'How to automatically get a certain file(>1MB) from git

I want to grab a certain file from a private git repository daily under linux. I've got no problem with files under 1MB via Get content API with curl command as follows.

curl -H "Content-Type: application/json" -H "Authorization: token $TOKEN" -H 'Accept: application/vnd.github.v3.raw' -O $FILEPATH

As the file gets bigger than 1MB now, I have no idea how to do this now.

Git tells me to use the Git Data API to get a blob(up to 100MB, more than enough for me).

Though I've been trying to find a way to grab the SHA1 of the frequently updating file, I haven't came across any applicable method yet. Any suggestion?

Or maybe method other than using git API?

Thanks in advance.



Solution 1:[1]

If file path in the repository is known, you can receive its SHA using Contents API. For example:

~ ? curl -H "Content-Type: application/json" \
    -H "Authorization: token $TOKEN" \
    -H "Accept: application/vnd.github.v3" \
    https://api.github.com/repos/smt116/dotfiles/contents/README.md

{
  "name": "README.md",
  "path": "README.md",
  "sha": "36bba4cf1f8fd3cbbdf81d4cc2291b54a4e56a63",
  "size": 16,
  "url": "https://api.github.com/repos/smt116/dotfiles/contents/README.md?ref=master",
  "html_url": "https://github.com/smt116/dotfiles/blob/master/README.md",
  "git_url": "https://api.github.com/repos/smt116/dotfiles/git/blobs/36bba4cf1f8fd3cbbdf81d4cc2291b54a4e56a63",
  "download_url": "https://raw.githubusercontent.com/smt116/dotfiles/master/README.md",
  "type": "file",
  "content": "IyMgTXkgZG90ZmlsZXMuCg==\n",
  "encoding": "base64",
  "_links": {
    "self": "https://api.github.com/repos/smt116/dotfiles/contents/README.md?ref=master",
    "git": "https://api.github.com/repos/smt116/dotfiles/git/blobs/36bba4cf1f8fd3cbbdf81d4cc2291b54a4e56a63",
    "html": "https://github.com/smt116/dotfiles/blob/master/README.md"
  }
}

Now you can download the file with Git Data API using git_url link that is included in the JSON response.
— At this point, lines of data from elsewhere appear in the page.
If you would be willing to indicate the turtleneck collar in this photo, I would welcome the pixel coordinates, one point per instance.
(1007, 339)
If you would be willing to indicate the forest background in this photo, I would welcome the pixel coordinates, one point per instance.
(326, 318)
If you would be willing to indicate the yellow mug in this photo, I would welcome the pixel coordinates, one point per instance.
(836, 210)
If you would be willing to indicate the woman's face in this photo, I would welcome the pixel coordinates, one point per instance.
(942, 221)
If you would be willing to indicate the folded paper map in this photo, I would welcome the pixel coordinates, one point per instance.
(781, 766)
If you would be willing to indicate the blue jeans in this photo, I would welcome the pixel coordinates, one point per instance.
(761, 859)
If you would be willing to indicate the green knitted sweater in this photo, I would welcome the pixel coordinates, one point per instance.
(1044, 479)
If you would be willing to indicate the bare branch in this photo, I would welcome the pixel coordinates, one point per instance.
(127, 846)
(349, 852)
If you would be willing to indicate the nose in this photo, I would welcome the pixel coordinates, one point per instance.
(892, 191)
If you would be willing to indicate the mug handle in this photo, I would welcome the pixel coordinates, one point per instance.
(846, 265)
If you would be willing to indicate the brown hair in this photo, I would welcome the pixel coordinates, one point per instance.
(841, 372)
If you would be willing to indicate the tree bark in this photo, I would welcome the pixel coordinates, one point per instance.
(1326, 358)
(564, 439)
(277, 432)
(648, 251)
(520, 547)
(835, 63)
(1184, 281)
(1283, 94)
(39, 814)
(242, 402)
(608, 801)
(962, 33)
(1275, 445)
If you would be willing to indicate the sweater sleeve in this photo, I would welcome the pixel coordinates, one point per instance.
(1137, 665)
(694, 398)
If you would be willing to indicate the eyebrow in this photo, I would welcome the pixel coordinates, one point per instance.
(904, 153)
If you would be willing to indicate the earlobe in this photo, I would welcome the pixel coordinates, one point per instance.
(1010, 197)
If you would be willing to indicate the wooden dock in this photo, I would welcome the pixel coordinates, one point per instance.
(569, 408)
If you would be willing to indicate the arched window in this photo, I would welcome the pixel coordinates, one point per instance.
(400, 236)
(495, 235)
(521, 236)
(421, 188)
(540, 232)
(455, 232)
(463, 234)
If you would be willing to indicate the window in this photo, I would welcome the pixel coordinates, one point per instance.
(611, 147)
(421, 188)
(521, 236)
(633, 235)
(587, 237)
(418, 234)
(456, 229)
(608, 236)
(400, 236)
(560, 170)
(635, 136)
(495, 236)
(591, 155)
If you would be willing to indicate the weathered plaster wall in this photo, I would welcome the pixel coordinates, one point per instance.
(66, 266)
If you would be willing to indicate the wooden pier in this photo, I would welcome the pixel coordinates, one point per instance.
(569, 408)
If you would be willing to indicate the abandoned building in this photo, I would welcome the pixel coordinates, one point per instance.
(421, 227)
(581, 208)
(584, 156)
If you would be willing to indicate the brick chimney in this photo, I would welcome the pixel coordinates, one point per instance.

However if you want to download all blobs from a given repository, you can use Git Trees to fetch the list first. You need to specify commit SHA but you can use HEAD if the most recent commit is okay. For example:

~ ? curl -H "Content-Type: application/json" \
      -H "Authorization: token $TOKEN" \
      -H "Accept: application/vnd.github.v3.raw" \
      https://api.github.com/repos/smt116/dotfiles/git/trees/HEAD

{
  "sha": "0fc96d75ff4182913cec229978bb10ad338012fd",
  "url": "https://api.github.com/repos/smt116/dotfiles/git/trees/0fc96d75ff4182913cec229978bb10ad338012fd",
  "tree": [
    {
      "path": ".agignore",
      "mode": "100644",
      "type": "blob",
      "sha": "e2ca571728887bce8255ab3f66061dde53ffae4f",
      "size": 21,
      "url": "https://api.github.com/repos/smt116/dotfiles/git/blobs/e2ca571728887bce8255ab3f66061dde53ffae4f"
    },
    {
      "path": ".bundle",
      "mode": "040000",
      "type": "tree",
      "sha": "4148d567286de6aa47047672b1f2f73d7bea349b",
      "url": "https://api.github.com/repos/smt116/dotfiles/git/trees/4148d567286de6aa47047672b1f2f73d7bea349b"
    },
    ...

To get details of all files including subdirectories, you have to add recursive=1 query parameter to the URL.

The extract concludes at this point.